Cannabidiol provides no benefit for people with acute low back pain, an Australian RCT has found.
Researchers in Victoria investigated the drug based on its approval in other countries for use neuropathic pain and because unlike cannabinoids that contain tetrahydrocannabinol (THC), cannabidiol does not have psychomotor or cognitive effects.
The study of cannabidiol conducted at the Austin Hospital in Melbourne randomised 100 patients in the ED to standard treatment plus a single 400mg oral dose of cannabidiol (CBD) or standard treatment plus placebo.
Standard treatment included 100 mg paracetamol and 400 mg ibuprofen, with oxycodone available if pain was not adequately managed.
The study, published in The MJA, found mean pain scores at two hours were similar for the CBD and placebo groups (6.2 v 5.8 points on a 0-10 numerical rating scale).
As well, the median length of emergency department stay was similar in both groups (9.0 v 8.5 hours).

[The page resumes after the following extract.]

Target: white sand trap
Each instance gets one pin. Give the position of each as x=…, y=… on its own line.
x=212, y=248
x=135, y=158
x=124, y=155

The total oxycodone use, from four hours preceding CBD or placebo to four hours after their administration, was also similar in both groups (230 v 215 mg).
Side effects, mostly sedation, were also similar in both groups of patients.
The investigators said their findings support other evidence, including from systematic reviews, that cannabinoids were not effective as analgesics for acute pain or chronic non-cancer pain.
They also said their findings were important given people were increasingly looking for non-opioid pain control and especially given the high cost of CBD.
“With the gradual legalisation of medicinal and recreational cannabis use in Australia and other countries, physicians must expect to see increasing numbers of patients taking cannabis products, whether prescribed by physicians or not.”
“It is imperative that the medical utility of CBD and other cannabis products, their side effects, and how these products interact with other medications be investigated in well designed studies.”
Despite some enthusiastic and vocal consumer advocates for medicinal cannabis products, there is little other evidence-based support for their use outside cancer and neuropathic pain.
Recent recommendations from the Australian and New Zealand College of Anaesthetists (ANZCA) Faculty of Pain Medicine said there was “a critical lack of evidence” that medicinal cannabis provides a consistent benefit for any type of chronic non-cancer pain.
“In addition, evidence of harms does exist, particularly in relation to sedative effects, interactions with other medications and neuropsychiatric effects (for products which contain tetrahydrocannabinol (THC).”
“Do not prescribe currently available medicinal cannabis products to treat chronic non-cancer pain (CNCP) unless part of a registered clinical trial,” they said in recent Choosing Wisely recommendations.
Also this year, the International Association for the Study of Pain (IASP) has said it does not endorse the general use of cannabinoids to treat pain.
Pain medicine physician Associate Professor Michael Vagg, from Deakin University, wrote recently in The Conversation that the IASP statement would be controversial.
“In the polite and understated world of academic medicine, this is about as big a smackdown as it gets.”
Associate Professor Vagg, an ANZCA councillor, said that the only party likely to benefit from CBD use was the manufacturer.
“If medicinal cannabis was truly as potentially valuable as often claimed, we would be the loudest voice in favour of wider access. The weight of evidence points us away from this conclusion.”
The ARA’s 2016 statement says: “There is currently not enough supportive evidence to recommend medical cannabis as a clinical intervention for chronic musculoskeletal pain outside of a clinical trial setting.”